このような理解は,本件特許明細書の記載にも整合する。
したがって,本件発明の「突起」を上記のように理解して,以下検討を進める。

(イ)甲1発明の凹部は,基板の導電性ボール搭載部の電極の上に形成されているフラックス等が前記マスクに付着するのを防止することを目的として,基板面側の開口パターン周辺部に形成されるものであって,電鋳母型1に,凹部の仕上がりに合わせた大きさの輪郭形状のみを1次パターンレジスト膜5で形成し,1次電着層6を形成し,1次パターンレジスト膜5および1次パターンレジスト膜5で囲まれた内側部分に形成された捨て電着層7を剥離し,2次パターンレジスト膜11を形成し,2次パターンレジスト膜11で覆われていない電鋳母型1に2次電着層12を形成することで得るものである。
そうすると,甲1発明の凹部の輪郭の形状は,1次パターンレジスト膜5および1次パターンレジスト膜5で囲まれた内側部分に形成された捨て電着層7を囲む形状,すなわち,平面視において,円あるいは矩形等の輪郭の内側が窪んでいる凹の形状として理解することが,技術常識に照らして自然かつ合理的である。

(ウ)一方,布拭き取り時の引っ掛かりは,マスクに付着したフラックス等を,マスクの表面に布を滑らせて拭き取る際に,布を構成する糸や繊維が,マスクを構成する構造物の一部と係合することによって生じるものである。
この点,甲第3号証(上記1(3))には,以下の記載がある。
「【0040】
また,突起部15の下端面の形状は,円に限らず,楕円でも良いし,四角・ひし形・六角形などといった多角形でも良い。さらに,これら形状を構成する角や突起部15の下端面と側面との境界部分は,R状とするのが好ましい。これにより,例えば,マスク1の突起部15形成面を洗浄する際に,洗浄をスムーズに行うことができるとともに,洗浄手段(布やスポンジなど)が突起部15に引っかかることによる洗浄手段及び突起部15の破損のおそれを可及的に防止することができる。」
また,甲第4号証(上記1(4))には,以下の記載がある。
「【0030】
また,突起部15の下端面の形状は,円に限らず,楕円でも良いし,四角形状・ひし形状・六角形状などといった多角形状でも良い。さらに,これら形状を構成する角や突起部15の下端面と側面との境界部分は,アール状とするのが好ましい。これにより,例えば,マスク1の突起部15形成面を洗浄する際に,洗浄をスムーズに行うことができるとともに,洗浄手段(布やスポンジなど)が突起部15に引っかかることによる洗浄手段及び突起部15の破損のおそれを可及的に防止することができる。」
そうすると,これらの記載から,マスクを構成する突起物等の構造物の端面と側面との境界部分がR状でない場合,すなわち,構造物の端面と側面との境界部分直角である場合において,マスクの表面に布を滑らせて拭き取る際に,布を構成する糸や繊維が,マスクを構成する構造物の一部と係合して,布拭き取り時の引っ掛かりが生じるのは,当該構造物の端面の形状が,円・楕円,あるいは,四角形状・ひし形状・六角形状などといった多角形状である場合,すなわち,当該構造体が,平面視において,輪郭の内側が突出する凸の形状である場合に限られるものと理解される。

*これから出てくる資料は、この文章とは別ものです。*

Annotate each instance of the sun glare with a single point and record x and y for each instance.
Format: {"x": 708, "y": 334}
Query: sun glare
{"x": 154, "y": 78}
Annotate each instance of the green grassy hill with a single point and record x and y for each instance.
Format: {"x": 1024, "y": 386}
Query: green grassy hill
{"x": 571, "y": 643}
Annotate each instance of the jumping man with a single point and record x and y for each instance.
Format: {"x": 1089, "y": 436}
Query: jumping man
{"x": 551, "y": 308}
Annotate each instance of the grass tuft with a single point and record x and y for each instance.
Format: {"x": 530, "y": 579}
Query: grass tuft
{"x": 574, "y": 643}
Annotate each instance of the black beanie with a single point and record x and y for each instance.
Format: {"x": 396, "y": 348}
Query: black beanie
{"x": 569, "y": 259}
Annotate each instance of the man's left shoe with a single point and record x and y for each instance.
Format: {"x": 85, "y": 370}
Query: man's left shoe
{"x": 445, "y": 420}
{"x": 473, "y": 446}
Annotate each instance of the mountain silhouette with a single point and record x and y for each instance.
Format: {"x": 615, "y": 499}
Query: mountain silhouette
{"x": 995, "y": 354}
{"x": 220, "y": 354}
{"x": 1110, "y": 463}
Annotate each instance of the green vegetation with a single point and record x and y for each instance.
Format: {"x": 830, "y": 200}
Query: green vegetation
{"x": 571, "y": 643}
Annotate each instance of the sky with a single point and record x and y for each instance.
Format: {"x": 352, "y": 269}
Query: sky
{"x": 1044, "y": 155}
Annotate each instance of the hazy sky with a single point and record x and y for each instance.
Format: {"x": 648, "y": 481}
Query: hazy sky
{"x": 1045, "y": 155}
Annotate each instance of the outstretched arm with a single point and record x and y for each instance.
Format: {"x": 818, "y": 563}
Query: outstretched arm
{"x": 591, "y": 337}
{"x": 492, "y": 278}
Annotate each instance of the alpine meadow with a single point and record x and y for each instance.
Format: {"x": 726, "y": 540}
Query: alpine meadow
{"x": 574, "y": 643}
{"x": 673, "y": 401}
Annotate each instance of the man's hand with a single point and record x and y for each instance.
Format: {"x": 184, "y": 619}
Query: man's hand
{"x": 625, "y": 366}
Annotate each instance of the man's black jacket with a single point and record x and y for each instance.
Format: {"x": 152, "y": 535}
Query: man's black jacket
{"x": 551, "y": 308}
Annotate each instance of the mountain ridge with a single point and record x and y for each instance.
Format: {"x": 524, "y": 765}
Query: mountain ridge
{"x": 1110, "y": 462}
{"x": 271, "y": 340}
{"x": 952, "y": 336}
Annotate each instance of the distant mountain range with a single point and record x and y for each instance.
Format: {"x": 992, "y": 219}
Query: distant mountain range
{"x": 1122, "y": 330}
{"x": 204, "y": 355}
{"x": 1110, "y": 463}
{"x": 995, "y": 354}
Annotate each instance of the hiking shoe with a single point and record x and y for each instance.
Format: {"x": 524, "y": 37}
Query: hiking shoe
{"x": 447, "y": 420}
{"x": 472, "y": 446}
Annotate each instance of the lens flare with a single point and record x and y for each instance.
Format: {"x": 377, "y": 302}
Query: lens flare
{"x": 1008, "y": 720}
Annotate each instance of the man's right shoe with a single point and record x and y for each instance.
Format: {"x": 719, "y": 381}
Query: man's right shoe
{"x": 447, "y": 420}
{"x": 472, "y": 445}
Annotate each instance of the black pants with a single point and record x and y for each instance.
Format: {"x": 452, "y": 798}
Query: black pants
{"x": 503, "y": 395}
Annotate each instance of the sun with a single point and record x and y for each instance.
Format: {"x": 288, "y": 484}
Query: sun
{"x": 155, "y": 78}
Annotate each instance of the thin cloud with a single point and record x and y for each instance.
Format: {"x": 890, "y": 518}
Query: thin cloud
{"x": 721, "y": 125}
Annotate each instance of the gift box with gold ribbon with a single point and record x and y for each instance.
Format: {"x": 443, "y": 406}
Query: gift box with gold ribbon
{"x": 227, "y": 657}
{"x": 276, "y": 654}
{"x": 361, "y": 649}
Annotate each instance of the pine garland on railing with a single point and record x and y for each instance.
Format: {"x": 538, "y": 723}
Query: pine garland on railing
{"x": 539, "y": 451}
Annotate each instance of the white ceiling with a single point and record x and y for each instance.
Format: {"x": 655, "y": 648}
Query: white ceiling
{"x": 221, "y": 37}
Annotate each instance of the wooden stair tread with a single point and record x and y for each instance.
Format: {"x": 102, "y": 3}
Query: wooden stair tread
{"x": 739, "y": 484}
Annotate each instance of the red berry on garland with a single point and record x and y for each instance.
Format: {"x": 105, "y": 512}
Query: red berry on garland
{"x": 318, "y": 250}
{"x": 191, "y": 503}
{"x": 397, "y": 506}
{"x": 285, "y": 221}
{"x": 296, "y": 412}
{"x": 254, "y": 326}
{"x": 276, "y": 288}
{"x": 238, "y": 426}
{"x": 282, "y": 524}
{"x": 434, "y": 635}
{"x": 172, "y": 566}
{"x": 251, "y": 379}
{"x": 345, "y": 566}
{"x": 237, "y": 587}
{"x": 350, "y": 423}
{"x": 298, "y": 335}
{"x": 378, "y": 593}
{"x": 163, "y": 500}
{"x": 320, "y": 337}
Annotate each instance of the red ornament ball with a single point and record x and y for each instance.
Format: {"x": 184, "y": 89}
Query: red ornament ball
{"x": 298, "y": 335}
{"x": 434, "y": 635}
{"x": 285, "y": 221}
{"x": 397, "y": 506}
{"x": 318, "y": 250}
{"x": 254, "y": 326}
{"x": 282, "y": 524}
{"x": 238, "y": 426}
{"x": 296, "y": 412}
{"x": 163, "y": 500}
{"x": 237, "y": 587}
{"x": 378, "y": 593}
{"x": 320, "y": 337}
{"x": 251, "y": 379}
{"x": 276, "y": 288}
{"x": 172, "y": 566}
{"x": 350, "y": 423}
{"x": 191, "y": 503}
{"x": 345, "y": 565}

(エ)これに対し,甲1発明の,凹部の輪郭の形状は,上記(イ)のとおり,輪郭の内側が窪んでいる凹の形状であって,上記(ウ)のような輪郭の内側が突出する凸の形状には該当しないことから,上記(ウ)の理解に照らして,甲1発明において,凹部の輪郭を構成する側面と凹部ではない領域の下面との境界部分が直角であっても,布拭き取り時には,引っ掛かりは生じないといえる。
すなわち,甲1発明の凹部ではない領域及び凹部の縁部である領域とを併せた領域における一方の面を基準面として2次電着層12の厚さを超える部分は,本件発明の「突起」には相当しない。
したがって,上記相違点は実質的なものである。

イ そこで,甲1発明において,上記相違点について,本件発明の構成を採用することを当業者が容易に想到することができたかについて検討する。
(ア)「主張B」について
<請求人が第1回口頭審理において説明し,上申書に添付して提出した図>




<被請求人が第1回口頭審理において説明し,上申書に添付して提出した図>




a 最初に,甲第1号証の図1(m)において,「1次電着層と2次電着層の合計の厚さを有する部分(左)」,「1次電着層と2次電着層の合計の厚さを有する部分(右)」の形状・構造を,2次電着層の厚さのみからなる部分と,1次電着層と2次電着層の合計の厚さを有する「突起」とを備える部分とを含むものとなるように変更して,本件発明の構成を得ることは,「1次電着層と2次電着層の合計の厚さを有する部分」に,甲第1号証の図1(m)の「凹部」を形成する工程を用いて凹部を形成するだけであるから容易であるとする請求人の主張(以下,当該主張を「主張B」という。)について検討する。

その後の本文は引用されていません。